The Yes voters who took their leaflets viewed the handful of outnumbered No campaigners with a studied disdain or outright hostility. The extent to which No voters would surreptitiously wink or give a thumbs-up to show support was indicative of the fear they felt about going public with so much animosity in the air, and justifiably so. I was disgusted by the abuse hissed, shouted and vented in my face by Yes voters.


One man, who demanded to know what my ethnic makeup was told me that he was Jewish, with Holocaust victims or survivors among his antecedents (as if there exists a Jew in Australia who may not have such a connection) placed his spittle-flicked mouth inches from me as he bizarrely commanded me to identify to which tribe I belonged.

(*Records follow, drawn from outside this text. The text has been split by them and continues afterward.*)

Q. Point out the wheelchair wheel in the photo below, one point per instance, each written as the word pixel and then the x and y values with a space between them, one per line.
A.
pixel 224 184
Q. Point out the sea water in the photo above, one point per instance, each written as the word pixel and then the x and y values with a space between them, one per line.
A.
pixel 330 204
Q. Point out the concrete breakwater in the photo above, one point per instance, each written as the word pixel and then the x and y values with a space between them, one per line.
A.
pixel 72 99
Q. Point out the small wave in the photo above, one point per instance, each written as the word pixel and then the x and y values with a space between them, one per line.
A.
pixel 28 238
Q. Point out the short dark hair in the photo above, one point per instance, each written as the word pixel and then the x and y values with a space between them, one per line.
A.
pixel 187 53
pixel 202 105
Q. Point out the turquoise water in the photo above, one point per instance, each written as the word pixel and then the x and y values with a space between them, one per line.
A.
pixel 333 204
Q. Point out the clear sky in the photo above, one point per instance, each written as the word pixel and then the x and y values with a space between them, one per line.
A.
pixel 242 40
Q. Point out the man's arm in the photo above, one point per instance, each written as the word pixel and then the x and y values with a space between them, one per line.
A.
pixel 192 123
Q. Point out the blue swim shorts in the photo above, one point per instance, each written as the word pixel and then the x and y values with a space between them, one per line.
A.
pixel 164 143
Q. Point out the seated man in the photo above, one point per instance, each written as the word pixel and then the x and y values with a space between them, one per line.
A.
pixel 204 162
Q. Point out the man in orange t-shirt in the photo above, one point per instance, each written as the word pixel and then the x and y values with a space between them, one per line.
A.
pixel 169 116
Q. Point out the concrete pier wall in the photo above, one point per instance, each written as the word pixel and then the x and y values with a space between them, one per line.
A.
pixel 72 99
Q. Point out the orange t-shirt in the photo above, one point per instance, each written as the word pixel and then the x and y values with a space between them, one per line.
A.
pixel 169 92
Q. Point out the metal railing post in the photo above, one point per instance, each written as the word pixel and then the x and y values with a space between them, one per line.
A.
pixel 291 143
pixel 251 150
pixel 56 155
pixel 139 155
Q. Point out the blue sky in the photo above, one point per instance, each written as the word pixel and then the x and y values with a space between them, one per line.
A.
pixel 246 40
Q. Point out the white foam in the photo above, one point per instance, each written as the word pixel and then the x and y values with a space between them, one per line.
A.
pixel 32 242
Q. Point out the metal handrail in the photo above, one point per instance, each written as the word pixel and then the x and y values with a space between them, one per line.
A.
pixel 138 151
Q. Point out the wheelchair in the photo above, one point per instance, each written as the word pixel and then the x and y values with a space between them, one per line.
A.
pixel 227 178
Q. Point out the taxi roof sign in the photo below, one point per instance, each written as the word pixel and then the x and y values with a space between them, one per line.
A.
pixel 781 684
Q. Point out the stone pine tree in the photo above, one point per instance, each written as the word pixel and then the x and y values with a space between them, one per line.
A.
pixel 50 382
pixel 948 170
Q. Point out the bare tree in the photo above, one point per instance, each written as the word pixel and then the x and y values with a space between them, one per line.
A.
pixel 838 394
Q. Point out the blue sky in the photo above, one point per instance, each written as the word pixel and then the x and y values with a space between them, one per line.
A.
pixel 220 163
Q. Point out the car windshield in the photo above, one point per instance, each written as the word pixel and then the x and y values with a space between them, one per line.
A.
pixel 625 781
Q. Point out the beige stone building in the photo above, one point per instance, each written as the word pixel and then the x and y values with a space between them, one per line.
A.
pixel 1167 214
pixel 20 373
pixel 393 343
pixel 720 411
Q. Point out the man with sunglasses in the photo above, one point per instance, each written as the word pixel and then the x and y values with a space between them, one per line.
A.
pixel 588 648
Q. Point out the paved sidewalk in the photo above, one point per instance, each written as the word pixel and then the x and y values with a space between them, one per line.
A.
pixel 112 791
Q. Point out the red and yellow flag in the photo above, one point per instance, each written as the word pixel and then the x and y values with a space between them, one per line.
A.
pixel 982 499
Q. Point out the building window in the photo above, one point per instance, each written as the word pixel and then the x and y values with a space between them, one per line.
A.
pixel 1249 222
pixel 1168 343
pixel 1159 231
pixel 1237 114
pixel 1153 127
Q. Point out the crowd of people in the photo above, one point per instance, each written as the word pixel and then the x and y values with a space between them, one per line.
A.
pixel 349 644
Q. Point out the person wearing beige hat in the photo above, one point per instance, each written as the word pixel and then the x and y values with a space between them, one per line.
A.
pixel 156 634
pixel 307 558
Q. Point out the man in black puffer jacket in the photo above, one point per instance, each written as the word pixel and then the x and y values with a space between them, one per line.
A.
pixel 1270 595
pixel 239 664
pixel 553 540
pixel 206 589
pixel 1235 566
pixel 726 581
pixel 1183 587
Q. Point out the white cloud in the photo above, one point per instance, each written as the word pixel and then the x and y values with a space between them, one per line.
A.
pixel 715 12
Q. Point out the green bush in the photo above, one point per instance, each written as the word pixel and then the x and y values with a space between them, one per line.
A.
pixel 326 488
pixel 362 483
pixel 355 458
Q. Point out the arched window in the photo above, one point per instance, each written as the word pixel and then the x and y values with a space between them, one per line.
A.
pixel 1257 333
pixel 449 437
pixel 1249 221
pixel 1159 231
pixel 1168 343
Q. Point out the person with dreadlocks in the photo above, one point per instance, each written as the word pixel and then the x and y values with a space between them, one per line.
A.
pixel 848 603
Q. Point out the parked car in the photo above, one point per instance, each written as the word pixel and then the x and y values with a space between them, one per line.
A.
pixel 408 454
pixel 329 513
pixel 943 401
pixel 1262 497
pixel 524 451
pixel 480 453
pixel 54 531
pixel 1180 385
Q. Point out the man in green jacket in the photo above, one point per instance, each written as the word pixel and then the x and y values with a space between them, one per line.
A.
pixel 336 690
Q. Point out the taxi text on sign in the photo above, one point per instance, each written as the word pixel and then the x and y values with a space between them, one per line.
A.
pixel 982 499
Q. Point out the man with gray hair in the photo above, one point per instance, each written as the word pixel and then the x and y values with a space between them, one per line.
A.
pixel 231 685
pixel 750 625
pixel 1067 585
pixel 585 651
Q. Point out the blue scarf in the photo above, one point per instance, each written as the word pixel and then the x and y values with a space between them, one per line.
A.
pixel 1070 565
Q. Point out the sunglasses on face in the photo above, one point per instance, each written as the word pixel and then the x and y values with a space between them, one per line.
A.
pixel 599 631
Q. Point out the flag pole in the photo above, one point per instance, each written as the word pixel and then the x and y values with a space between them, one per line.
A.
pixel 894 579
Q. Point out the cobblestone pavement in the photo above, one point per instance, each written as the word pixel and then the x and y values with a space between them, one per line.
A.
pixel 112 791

I demurred, and pointed out that given recent events in Israel, I had not really expected to be called on to identify either race or religion in Australia.

Disgusting epithets were hurled at me and my co-workers from passing motorists in expensive SUVs, and riding by on the ubiquitous lime-green Chinese bicycles which now litter the area.

I did not see any Yes volunteers abused during the two weeks I was at a booth.

Ms Spender’s passive-aggressive supporters, sporting her Teal colours and acknowledging they were underwritten by her Wentworth for Yes campaign, were in the main officious women of a certain age bustling about with clipboards and huddling in conspiratorial groups to glance at the one or two No campaigners.

Just one male Yes worker, an experienced political campaigner, helpfully gave me advice about the process and the scrutineering which followed, for which I am grateful.

I was the sole No scrutineer at St George’s and was quite impressed with the AEC workers until it was revealed that 60 voting slips (27 No and 33 Yes) had not been signed when issued and were therefore to be declared informal.

One of the Yes scrutineers kept murmuring that they should be declared formal as the intention of the voter was clear on each.

After my objection, her argument that voters were being denied their rights because of an AEC worker’s error was rejected after the AEC supervisor called HQ for clarification. Was the exercise worth the contumely? Yes, though the final count at the booth was 1,042 for Yes and just 357 for No, the quiet thanks from those who voted for reason and not emotion, who identified with Jacinta Nampijinpa Price and Warren Mundine, and not the spiteful Noel Pearson, the angry Thomas Mayo, the sullen Marcia Langton or even the semi-coherent Indigenous Affairs Minister Linda Burney, made it worthwhile.

I thanked the rector’s wife for the democracy sausage that her workers had provided (and my co-worker gave a $50 dollar donation to the church) and left to attend a dear friend’s birthday party.

I wasn’t driving and swallowed three bitterly cold beers at a pace which may have matched Bob Hawke’s on an average day.

I decided not to attend matins at St George’s to catch whatever baloney the rector might be preaching ‘addressing the global challenges of life today’.

The fact that his church showed no signs of support for Israel after the murderous terrorist attacks seemed to indicate that real global challenges were beyond his remit.